Opener Vaughan made 17 and had to bat with a runner late in his innings.
Flintoff, who also bowled impressively, batted with more restraint than usual and survives some anxious moments as the victory loomed.
In the 45th over, Flintoff just cleared New Zealand fieldsman Ross Taylor on the mid-wicket boundary from the bowling of Daniel Vettori.
With the game in the balance, Taylor was in a few metres from the fence and got a hand to the ball as he retreated, but it went for four.
In the 47th over, Flintoff was caught at mid-on from the bowling of Mark Gillespie, only for square-leg umpire Steve Davis to rule the waist-high full toss a no-ball.
The tight bowling of young Kiwi spinner Jeetan Patel, who took 2-34 and also fielded brilliantly, forced England to work hard for the win.
Earlier, seamer James Anderson took four wickets to give England an excellent chance of breaking their two-month drought.
The English enjoyed the absence of their nemesis Australians and stifled the Kiwis, who began their innings intending to capitalise on the fragile mindset of their opponents.
There were ominous signs for England when the second ball of the innings was lofted for six by Kiwi opener Brendon McCullum and the fourth ball saw a horrible fielding error by Anderson turn a single into a four.

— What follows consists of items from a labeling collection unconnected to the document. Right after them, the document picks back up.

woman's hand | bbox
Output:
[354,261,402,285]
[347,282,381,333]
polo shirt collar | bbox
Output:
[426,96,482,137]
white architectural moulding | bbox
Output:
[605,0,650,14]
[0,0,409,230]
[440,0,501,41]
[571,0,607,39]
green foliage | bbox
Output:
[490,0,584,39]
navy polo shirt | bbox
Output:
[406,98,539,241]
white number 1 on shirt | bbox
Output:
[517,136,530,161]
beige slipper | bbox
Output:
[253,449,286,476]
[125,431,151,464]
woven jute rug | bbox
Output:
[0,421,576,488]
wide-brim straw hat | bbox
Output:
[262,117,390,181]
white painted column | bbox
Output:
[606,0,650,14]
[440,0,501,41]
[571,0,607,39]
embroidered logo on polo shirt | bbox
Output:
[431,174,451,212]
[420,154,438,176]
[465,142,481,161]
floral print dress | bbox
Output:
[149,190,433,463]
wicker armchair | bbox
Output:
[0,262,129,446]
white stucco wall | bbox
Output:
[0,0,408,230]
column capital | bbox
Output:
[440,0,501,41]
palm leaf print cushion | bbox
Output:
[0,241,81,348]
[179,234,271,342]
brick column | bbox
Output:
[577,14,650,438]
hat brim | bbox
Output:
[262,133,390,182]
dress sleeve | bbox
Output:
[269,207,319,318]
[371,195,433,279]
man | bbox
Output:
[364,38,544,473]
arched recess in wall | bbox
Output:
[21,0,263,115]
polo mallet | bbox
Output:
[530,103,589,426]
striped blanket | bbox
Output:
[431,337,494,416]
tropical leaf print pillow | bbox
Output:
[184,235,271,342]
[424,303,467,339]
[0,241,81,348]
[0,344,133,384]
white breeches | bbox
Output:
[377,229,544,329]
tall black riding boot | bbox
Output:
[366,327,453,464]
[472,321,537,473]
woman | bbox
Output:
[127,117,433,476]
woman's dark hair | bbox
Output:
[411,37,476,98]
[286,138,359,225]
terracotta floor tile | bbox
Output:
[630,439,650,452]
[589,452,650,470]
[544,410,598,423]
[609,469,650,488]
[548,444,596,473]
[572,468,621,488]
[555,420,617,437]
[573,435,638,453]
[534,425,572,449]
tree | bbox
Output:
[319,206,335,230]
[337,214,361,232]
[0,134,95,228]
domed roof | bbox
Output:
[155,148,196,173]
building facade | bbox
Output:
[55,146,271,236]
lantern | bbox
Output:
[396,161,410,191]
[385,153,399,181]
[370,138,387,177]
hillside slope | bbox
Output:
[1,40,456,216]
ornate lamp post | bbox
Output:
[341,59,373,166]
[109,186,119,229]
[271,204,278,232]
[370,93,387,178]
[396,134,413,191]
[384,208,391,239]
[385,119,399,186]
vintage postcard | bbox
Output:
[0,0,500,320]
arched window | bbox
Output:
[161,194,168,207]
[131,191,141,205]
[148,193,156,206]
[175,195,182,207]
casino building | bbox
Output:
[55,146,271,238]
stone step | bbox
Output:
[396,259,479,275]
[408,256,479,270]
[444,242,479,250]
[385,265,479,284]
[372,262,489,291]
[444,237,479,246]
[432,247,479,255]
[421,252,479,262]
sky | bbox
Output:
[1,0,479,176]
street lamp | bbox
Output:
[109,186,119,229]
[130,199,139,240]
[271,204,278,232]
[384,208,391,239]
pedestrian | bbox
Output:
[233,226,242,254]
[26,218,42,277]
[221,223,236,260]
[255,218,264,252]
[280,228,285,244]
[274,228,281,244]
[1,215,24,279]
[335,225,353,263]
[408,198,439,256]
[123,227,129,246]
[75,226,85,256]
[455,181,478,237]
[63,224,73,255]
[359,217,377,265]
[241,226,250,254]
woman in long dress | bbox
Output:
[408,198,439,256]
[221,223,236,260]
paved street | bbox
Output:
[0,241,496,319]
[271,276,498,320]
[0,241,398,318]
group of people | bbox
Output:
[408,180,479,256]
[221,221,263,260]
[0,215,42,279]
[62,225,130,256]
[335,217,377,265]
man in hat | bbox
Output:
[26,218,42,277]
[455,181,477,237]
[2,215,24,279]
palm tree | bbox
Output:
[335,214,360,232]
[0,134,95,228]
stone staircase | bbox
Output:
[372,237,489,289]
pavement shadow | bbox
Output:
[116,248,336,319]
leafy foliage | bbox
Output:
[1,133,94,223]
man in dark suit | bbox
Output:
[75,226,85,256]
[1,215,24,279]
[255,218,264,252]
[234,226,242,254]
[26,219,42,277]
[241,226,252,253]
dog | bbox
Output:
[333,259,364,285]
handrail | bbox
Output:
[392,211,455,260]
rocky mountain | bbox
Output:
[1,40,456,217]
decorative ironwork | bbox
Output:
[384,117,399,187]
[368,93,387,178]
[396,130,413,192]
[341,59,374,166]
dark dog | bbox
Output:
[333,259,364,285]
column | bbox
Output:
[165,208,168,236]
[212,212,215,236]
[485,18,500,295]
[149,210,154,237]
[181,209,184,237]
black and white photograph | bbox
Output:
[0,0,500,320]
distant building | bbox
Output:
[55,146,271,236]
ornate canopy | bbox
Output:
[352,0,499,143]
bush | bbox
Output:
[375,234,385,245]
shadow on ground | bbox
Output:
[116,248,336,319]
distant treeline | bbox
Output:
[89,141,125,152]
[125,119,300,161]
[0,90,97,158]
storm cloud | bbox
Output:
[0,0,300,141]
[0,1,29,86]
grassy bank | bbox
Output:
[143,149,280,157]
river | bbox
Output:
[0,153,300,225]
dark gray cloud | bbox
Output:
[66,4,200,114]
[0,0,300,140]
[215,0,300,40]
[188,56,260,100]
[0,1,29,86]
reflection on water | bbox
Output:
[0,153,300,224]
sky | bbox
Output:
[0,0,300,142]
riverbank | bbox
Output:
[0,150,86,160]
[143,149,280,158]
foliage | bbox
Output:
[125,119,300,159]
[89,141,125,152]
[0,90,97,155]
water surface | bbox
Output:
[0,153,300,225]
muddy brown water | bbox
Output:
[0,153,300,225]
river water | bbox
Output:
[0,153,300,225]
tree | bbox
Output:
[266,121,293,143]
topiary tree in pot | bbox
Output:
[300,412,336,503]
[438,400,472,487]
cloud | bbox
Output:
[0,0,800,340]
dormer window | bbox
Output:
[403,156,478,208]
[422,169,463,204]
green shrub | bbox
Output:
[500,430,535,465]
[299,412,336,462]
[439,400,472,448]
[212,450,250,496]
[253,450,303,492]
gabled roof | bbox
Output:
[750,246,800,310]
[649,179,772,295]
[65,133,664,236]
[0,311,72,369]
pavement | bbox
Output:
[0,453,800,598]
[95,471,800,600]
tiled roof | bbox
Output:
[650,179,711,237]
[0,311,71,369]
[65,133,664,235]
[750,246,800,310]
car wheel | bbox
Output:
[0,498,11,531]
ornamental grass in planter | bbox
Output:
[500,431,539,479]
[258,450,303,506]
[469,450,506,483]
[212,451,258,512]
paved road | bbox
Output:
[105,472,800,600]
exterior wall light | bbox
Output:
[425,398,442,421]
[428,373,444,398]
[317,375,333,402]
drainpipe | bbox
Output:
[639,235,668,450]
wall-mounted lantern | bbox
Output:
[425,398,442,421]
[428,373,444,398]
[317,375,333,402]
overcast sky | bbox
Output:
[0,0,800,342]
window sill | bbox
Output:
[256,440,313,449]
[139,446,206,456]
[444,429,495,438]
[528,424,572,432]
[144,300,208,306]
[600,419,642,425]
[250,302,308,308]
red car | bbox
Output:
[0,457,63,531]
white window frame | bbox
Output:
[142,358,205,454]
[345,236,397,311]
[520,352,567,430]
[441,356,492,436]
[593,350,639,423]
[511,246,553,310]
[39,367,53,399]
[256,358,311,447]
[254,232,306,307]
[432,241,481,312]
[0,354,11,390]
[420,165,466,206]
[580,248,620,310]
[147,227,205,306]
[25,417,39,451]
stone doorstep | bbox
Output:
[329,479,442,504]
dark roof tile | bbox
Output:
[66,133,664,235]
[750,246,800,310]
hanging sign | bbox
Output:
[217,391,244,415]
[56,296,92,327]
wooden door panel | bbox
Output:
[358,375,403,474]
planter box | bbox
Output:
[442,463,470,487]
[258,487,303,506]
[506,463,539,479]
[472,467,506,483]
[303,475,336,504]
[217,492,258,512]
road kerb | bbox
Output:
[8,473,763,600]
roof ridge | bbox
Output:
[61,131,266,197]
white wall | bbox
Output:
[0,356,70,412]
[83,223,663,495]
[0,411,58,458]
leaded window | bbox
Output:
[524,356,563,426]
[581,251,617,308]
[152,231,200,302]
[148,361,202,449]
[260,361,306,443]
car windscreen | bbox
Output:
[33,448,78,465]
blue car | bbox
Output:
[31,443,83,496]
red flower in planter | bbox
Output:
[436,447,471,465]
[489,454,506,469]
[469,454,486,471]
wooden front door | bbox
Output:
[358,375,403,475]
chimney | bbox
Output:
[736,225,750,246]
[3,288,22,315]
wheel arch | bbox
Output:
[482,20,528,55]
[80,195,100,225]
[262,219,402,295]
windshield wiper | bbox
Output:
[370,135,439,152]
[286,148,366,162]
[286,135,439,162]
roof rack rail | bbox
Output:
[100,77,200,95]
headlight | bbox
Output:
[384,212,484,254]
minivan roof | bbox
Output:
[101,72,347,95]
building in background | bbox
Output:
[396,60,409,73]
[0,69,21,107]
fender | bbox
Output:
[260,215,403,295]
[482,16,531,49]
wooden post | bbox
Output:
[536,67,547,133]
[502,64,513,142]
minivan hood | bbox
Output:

However, Anderson went from villain to hero with a superb opening spell that put his side on top, before part-time seamer Paul Collingwood and spinner Monty Panesar strangled the New Zealand batsmen during the middle overs of the innings.
Anderson set the tone with a superb opening spell in which he generated good pace, swung the ball both ways and claimed three vital wickets to rock the Black Caps, who had won the toss.
His claimed the wickets of McCullum, New Zealand captain Stephen Fleming and Taylor and New Zealand never recovered, with none of their batsmen able to compile a meaningful innings.
Anderson's first spell netted 27-3 from his eight overs and he finished with 42-4, bowling Mark Gillespie with the final ball of the innings.
His early good work was ably backed up by Collingwood (25-2), Panesar (36-1) and Flintoff (37-2).